Mientras caminaba cojeando el falso monje, apoyado en un bastón para subir a su habitación, las dos jóvenes taberneras salieron a la luz para enfrentarse a mí con los brazos en jarra, acompañadas de una tercera muy falta de encanto. No quisiera describirles la falta de belleza de la tercera, pues pecaría en el intento de ser honesto. Sin embargo, debo reconocer que su cuerpo era esbelto.

—Que sepa el noble caballero que esta es la manceba por la que babea.

Los presentes en la taberna, ya en mayor número, pues era mediodía y para muchos la hora de comer, dejaron sus quehaceres para atender a la charlotada de las camareras. Apretando los dientes, ante las carcajadas de los presentes, tomé cartas en el asunto.

—Sepan ustedes lo ocurrido en voz de un servidor. A la mujer que tienen enfrente no se la debe juzgar por su apariencia, sino por su saber hacer. Esa señorita, engañada por sus compañeras para reírse de un servidor, cumplió con sus obligaciones y cuidó de mí toda la noche. Las fiebres intensas, ocasionadas por el malestar sufrido durante el ataque a mi diligencia —todo Madrid conocía ya la noticia del asalto al carro de postas— me hicieron sufrir terribles pesadillas que ocasionaron mi griterío. Sé que todos ustedes ya tienen noticias de lo que ha pasado, del atraco sufrido y de lo que tuve que pasar para llegar hasta aquí. Esta joven señorita me ha velado como la mejor de las compañeras. Mi aspecto tal vez no muestre las cicatrices que portan mis brazos, ni mis piernas, pero de lo que estoy seguro es de que esta mujer me ha cuidado con el mayor de los respetos y profesionalidad.
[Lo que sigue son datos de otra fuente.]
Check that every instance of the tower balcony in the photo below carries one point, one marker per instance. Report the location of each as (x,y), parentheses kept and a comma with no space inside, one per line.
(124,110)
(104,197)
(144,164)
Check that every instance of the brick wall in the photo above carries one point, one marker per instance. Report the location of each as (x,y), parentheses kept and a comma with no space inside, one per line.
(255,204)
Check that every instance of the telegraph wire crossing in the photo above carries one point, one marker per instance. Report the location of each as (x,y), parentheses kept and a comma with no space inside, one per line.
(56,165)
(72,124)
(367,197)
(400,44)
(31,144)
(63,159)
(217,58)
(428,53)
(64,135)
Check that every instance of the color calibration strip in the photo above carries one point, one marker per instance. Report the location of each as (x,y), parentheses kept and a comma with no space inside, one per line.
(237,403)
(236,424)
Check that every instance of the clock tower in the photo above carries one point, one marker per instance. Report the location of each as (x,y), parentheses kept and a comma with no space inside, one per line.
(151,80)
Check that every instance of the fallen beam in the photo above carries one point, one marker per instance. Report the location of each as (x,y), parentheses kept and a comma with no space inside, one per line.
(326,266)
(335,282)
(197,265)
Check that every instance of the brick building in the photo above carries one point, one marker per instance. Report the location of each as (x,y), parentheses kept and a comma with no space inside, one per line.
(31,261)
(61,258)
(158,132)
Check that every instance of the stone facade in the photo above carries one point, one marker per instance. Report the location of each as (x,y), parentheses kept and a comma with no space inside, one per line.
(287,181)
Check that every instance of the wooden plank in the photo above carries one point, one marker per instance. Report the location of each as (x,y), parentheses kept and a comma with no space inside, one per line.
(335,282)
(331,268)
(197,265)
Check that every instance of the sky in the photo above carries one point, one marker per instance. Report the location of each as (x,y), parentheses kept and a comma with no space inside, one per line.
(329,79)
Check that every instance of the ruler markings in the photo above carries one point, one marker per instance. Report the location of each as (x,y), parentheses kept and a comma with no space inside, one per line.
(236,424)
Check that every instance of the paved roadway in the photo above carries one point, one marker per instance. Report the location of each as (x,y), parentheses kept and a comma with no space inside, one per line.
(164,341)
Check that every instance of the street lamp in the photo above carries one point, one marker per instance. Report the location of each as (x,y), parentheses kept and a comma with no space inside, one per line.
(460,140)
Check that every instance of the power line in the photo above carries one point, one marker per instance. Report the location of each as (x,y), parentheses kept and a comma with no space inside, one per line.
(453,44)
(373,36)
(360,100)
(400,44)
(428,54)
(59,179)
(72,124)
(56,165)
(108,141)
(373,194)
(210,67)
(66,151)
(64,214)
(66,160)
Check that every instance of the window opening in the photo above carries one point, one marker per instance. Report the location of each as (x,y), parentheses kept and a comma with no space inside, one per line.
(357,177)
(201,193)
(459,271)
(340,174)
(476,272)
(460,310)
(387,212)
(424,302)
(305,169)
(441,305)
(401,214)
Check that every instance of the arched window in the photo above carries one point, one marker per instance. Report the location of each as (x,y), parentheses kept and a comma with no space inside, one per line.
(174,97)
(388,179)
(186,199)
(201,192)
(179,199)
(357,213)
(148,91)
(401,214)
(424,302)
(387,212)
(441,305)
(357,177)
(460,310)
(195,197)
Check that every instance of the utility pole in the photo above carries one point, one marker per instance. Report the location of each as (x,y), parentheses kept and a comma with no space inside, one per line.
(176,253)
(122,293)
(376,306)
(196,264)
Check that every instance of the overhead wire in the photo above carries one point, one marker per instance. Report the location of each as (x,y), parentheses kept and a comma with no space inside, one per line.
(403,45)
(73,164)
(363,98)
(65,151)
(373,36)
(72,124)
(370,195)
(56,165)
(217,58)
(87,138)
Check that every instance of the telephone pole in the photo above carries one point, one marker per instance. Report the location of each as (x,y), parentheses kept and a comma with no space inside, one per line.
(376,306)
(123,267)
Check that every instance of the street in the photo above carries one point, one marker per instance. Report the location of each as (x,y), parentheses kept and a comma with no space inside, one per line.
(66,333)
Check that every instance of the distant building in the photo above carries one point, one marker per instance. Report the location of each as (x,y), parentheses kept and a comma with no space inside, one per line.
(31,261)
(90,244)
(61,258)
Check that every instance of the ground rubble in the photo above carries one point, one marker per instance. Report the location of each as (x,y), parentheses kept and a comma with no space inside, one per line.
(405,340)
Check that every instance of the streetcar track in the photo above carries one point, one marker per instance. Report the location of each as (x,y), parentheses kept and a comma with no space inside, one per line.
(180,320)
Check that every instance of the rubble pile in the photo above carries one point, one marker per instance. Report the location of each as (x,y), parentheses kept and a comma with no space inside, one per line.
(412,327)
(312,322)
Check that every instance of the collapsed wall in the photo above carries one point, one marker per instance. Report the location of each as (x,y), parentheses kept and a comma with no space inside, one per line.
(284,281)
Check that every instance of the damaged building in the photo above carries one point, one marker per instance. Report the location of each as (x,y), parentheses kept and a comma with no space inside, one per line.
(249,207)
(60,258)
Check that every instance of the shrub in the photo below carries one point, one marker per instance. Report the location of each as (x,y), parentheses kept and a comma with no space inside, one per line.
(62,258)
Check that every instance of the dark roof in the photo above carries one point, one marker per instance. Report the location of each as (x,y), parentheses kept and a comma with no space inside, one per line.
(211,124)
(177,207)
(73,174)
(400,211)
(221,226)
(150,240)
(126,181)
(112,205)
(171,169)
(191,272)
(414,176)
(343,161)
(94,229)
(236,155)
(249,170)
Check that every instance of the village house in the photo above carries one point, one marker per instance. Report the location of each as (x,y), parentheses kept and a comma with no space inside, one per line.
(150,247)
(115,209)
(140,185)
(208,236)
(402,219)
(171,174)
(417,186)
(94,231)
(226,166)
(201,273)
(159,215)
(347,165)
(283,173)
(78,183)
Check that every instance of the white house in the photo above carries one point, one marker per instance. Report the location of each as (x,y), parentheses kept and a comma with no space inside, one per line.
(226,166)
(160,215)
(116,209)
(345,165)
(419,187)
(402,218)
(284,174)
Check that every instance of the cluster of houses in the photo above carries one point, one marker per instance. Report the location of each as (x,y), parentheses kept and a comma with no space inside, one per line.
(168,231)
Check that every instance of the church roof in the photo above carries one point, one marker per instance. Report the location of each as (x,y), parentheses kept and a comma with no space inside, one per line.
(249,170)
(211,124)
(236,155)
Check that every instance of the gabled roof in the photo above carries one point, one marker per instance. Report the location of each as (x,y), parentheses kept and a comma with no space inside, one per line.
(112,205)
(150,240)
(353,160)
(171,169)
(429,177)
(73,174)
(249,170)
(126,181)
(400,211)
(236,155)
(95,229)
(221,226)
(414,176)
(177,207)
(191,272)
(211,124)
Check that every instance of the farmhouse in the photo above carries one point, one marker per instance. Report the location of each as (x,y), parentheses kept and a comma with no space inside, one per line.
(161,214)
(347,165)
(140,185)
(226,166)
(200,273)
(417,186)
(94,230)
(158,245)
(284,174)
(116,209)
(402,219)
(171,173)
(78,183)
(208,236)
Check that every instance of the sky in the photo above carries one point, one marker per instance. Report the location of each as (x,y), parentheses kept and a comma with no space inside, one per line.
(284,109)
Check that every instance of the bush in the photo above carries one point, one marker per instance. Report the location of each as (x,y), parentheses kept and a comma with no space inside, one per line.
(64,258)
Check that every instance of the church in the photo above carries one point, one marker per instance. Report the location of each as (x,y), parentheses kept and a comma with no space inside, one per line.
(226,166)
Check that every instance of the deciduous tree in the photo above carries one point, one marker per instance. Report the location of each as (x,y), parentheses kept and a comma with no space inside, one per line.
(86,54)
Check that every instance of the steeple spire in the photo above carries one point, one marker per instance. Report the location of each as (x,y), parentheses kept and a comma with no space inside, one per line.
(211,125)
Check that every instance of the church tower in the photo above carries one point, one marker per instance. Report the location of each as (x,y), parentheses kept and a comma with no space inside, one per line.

El gesto de los asistentes cambió de inmediato. No obstante, tres de los inquilinos, los más guarrones y groseros, siguieron con la mofa sonrojando aún más a la robusta camarera que me atendió en la habitación. 

Haciendo caso omiso a las burlas, con una reverencia, salí del establecimiento muy a disgusto dando a entender que salía con el rabo entre las piernas.

Cambiando lo que se deba cambiar, por mi discurso, salí ileso de otro encontronazo.